Thread: NIV Bible
View Single Post
Old 03-08-2010, 10:21 AM   #22
cmdahler
Addict
cmdahler can name that song in three notescmdahler can name that song in three notescmdahler can name that song in three notescmdahler can name that song in three notescmdahler can name that song in three notescmdahler can name that song in three notescmdahler can name that song in three notescmdahler can name that song in three notescmdahler can name that song in three notescmdahler can name that song in three notescmdahler can name that song in three notes
 
Posts: 292
Karma: 24688
Join Date: Aug 2009
Device: Sony PRS-505, iPad
Quote:
Originally Posted by HarryT View Post
It's probably something no more serious than missing a small-caps font out of the ePub file. Dismissing the whole thing just because of the capitalisation of a word just seems a little drastic to me. If someone is that fussed about truly accurate text, aren't they going to be reading the original, anyway, rather than a translation? After all, any translation is losing a heck of a lot more than (no disrespect intended) something as minor as this. I know that when I read the New Testament in its original Koine Greek, I'm amazed by the "liberties" that many translations take with what it really says!
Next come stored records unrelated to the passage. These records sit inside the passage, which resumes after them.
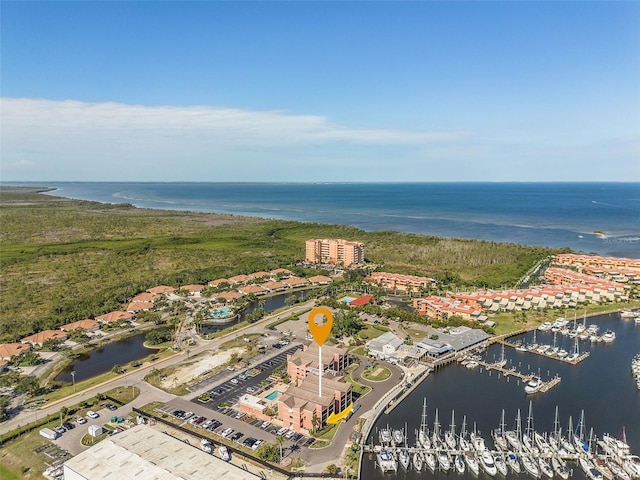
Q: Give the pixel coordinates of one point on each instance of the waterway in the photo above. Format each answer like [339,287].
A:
[602,385]
[271,304]
[102,360]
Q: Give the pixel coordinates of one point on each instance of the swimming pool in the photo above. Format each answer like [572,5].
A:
[221,312]
[273,395]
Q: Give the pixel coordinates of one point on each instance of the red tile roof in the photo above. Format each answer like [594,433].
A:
[45,335]
[86,324]
[114,316]
[8,350]
[362,301]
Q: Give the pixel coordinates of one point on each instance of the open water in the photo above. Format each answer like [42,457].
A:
[547,214]
[601,385]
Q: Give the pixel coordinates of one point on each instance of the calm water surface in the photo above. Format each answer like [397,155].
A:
[602,385]
[104,358]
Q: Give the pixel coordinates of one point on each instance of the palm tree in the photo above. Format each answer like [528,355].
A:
[280,441]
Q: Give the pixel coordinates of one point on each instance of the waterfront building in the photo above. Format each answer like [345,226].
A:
[606,263]
[452,339]
[398,282]
[161,289]
[301,407]
[115,316]
[335,251]
[304,362]
[144,297]
[441,308]
[192,289]
[87,325]
[8,350]
[37,339]
[143,452]
[385,347]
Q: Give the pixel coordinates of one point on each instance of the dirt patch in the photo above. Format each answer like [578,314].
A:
[192,371]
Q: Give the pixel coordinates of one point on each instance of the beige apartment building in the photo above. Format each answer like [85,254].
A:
[334,250]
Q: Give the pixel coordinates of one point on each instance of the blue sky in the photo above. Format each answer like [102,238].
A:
[320,91]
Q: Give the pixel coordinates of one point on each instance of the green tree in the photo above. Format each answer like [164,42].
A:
[332,469]
[268,451]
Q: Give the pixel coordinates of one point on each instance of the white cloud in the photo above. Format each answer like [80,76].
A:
[34,120]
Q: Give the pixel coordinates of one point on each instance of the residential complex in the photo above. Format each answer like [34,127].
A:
[399,282]
[301,407]
[335,250]
[304,362]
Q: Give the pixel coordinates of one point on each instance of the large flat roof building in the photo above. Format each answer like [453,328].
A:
[144,453]
[334,250]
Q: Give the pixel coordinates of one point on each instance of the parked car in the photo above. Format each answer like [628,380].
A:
[249,441]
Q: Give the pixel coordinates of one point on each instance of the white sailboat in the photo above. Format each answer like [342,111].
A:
[498,434]
[450,435]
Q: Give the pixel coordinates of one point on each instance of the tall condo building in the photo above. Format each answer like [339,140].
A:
[334,250]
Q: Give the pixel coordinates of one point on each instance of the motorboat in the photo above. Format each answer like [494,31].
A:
[534,385]
[617,470]
[386,462]
[487,462]
[500,464]
[545,327]
[444,461]
[513,462]
[601,465]
[589,468]
[417,461]
[530,466]
[385,436]
[545,467]
[560,467]
[404,458]
[224,453]
[430,460]
[472,462]
[608,336]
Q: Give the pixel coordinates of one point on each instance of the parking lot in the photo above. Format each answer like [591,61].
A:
[229,422]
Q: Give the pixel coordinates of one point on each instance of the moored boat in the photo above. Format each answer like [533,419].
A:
[417,461]
[514,463]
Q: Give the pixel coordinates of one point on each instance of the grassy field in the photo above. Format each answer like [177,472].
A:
[63,260]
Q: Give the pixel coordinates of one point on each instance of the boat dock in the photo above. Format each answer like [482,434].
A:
[548,385]
[572,361]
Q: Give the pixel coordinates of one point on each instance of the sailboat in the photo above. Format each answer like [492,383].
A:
[450,435]
[578,436]
[423,433]
[462,440]
[499,434]
[514,436]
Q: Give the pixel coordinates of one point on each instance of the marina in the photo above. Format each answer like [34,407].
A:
[542,450]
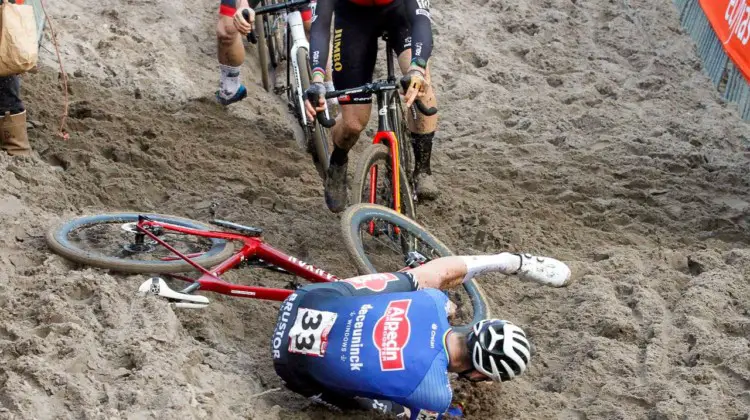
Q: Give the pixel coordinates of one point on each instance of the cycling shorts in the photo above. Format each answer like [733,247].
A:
[357,30]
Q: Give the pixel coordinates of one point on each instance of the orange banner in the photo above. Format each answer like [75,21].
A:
[731,22]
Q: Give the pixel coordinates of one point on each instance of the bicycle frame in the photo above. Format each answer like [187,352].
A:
[386,133]
[252,248]
[295,33]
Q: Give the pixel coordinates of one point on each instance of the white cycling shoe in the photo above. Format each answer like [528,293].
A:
[543,270]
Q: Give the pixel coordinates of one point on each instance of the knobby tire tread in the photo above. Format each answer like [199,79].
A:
[56,240]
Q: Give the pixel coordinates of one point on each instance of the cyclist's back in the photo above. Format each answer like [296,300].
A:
[343,341]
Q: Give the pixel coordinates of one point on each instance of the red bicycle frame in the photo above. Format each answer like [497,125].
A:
[252,248]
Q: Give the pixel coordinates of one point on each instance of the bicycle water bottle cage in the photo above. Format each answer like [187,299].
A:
[246,230]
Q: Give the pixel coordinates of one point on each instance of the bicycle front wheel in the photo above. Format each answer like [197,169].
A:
[260,32]
[374,181]
[110,241]
[373,256]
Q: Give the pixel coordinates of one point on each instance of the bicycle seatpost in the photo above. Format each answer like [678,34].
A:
[251,37]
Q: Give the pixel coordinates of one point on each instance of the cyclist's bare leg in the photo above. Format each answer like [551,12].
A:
[448,272]
[349,124]
[423,132]
[231,55]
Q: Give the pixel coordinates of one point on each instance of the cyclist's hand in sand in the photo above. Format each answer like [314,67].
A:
[316,90]
[414,84]
[243,26]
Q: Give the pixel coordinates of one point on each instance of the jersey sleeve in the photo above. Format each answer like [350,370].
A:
[320,35]
[421,28]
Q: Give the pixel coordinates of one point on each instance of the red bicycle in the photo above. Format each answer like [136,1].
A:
[170,245]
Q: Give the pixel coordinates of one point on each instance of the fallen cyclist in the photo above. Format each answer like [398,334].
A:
[383,341]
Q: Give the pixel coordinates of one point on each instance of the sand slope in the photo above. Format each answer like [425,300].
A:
[579,129]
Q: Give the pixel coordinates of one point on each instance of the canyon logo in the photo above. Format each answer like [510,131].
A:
[375,282]
[392,333]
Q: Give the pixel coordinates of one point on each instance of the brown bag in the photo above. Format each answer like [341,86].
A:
[19,50]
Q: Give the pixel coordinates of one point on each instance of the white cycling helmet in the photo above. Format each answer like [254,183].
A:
[499,349]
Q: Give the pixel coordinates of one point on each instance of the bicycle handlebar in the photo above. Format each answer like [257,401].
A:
[251,37]
[375,87]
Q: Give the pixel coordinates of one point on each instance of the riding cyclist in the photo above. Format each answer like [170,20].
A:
[383,341]
[231,49]
[357,27]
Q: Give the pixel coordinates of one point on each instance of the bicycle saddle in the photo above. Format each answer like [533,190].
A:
[247,230]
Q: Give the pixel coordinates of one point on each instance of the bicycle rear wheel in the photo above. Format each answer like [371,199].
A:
[106,241]
[371,257]
[317,136]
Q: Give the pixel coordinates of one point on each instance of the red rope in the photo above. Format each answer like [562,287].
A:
[62,133]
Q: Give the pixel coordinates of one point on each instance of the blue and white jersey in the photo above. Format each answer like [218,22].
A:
[367,338]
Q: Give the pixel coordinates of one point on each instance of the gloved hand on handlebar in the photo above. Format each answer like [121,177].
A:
[414,84]
[316,90]
[244,26]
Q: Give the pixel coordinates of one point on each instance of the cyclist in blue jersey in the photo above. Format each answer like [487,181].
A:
[383,341]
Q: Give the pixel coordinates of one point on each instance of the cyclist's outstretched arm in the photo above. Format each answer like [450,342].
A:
[449,272]
[320,38]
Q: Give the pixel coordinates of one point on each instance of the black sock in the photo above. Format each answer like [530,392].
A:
[422,144]
[339,156]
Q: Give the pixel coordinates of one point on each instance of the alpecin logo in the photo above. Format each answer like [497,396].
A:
[392,333]
[375,282]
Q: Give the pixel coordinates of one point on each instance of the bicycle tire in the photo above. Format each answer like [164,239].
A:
[372,155]
[260,32]
[57,240]
[318,135]
[355,215]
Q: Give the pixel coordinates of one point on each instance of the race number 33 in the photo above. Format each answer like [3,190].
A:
[309,334]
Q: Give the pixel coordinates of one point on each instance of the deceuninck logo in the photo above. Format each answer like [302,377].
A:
[392,333]
[375,282]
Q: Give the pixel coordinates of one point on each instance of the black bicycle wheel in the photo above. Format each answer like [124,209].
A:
[317,136]
[106,241]
[260,31]
[369,260]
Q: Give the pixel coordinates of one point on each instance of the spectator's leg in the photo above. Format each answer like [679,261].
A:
[13,137]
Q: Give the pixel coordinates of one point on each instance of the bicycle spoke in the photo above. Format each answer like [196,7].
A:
[111,240]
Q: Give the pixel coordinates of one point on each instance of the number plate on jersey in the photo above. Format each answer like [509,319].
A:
[309,334]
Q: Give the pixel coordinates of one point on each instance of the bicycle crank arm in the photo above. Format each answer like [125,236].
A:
[157,286]
[186,305]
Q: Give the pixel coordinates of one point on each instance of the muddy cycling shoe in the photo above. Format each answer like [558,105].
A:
[426,187]
[238,96]
[336,189]
[544,270]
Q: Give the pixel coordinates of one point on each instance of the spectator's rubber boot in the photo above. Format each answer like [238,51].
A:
[13,137]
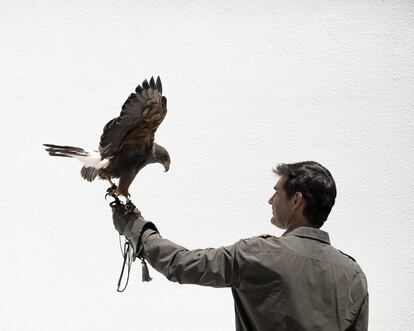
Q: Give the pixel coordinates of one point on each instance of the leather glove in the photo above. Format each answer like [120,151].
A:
[130,223]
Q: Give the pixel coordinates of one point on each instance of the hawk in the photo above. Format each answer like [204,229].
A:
[127,142]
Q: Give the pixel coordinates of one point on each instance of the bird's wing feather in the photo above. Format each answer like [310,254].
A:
[140,117]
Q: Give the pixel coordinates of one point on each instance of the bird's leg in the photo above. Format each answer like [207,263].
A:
[112,191]
[130,207]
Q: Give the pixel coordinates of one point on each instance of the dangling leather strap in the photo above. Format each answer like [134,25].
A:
[127,256]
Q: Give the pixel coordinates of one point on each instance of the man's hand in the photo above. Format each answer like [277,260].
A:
[130,224]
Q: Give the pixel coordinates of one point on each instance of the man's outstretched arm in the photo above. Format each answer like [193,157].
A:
[216,267]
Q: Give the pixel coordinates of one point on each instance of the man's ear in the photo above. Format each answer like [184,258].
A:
[297,199]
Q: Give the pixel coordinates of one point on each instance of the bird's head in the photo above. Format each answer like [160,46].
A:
[161,155]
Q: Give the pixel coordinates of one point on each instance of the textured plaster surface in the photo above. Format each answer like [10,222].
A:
[249,85]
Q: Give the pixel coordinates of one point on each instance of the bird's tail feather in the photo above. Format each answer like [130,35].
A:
[65,151]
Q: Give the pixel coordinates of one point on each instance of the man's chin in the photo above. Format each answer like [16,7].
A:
[274,221]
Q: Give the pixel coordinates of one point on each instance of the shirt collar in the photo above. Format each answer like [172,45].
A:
[309,232]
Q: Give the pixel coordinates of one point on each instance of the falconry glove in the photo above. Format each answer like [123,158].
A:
[129,222]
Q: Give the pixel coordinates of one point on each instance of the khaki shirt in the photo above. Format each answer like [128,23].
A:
[294,282]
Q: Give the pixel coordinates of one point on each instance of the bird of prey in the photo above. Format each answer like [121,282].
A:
[127,142]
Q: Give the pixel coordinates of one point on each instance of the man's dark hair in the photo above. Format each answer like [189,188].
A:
[316,184]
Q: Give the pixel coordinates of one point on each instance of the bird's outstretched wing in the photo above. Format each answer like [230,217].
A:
[140,117]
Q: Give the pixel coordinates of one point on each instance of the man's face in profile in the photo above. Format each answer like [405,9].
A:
[280,205]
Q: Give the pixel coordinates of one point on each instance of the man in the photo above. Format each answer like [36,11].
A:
[294,282]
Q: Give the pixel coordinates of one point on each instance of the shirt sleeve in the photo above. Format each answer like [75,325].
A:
[216,267]
[361,323]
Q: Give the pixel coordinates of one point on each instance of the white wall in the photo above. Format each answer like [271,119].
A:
[249,85]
Being a bit lax in formatting with Dan Brown is one thing. It's generally not going to sit well with a whole lot of people when errors appear in a spiritually authoritative religious text such as the Bible or the Koran. Zondervan should have known better and should have gone through this text with the same fine-toothed comb they use for their print version of the Bible instead of just slapping this together and rushing it to market. It may not sound very important to you, but it is going to be vastly important to a lot of people. Especially when you mess around with the holy name of God in the text, which these caps and small caps are traditionally the only way of differentiating in English translations, this is going to be seen as a pretty egregious error, not something that should have been missed. It's going to appear to many as bordering on blasphemous. Jewish priests copying the text of these verses over hundreds of years went through elaborate cleansing rituals before writing this name YHWH and had rules such as even if a king were to enter the room and address the priest, the priest could not acknowledge the king's presence until he had finished writing the divine name. In contrast, Zondervan rushed this version out to market as though they didn't even care enough to take the time to ensure there was an appropriate and correct differentiation between the English small caps representation of God's name and the merely common word Lord. Lots of egg on Zondervan's face for this error, and rightly so.

Last edited by cmdahler; 03-08-2010 at 10:29 AM.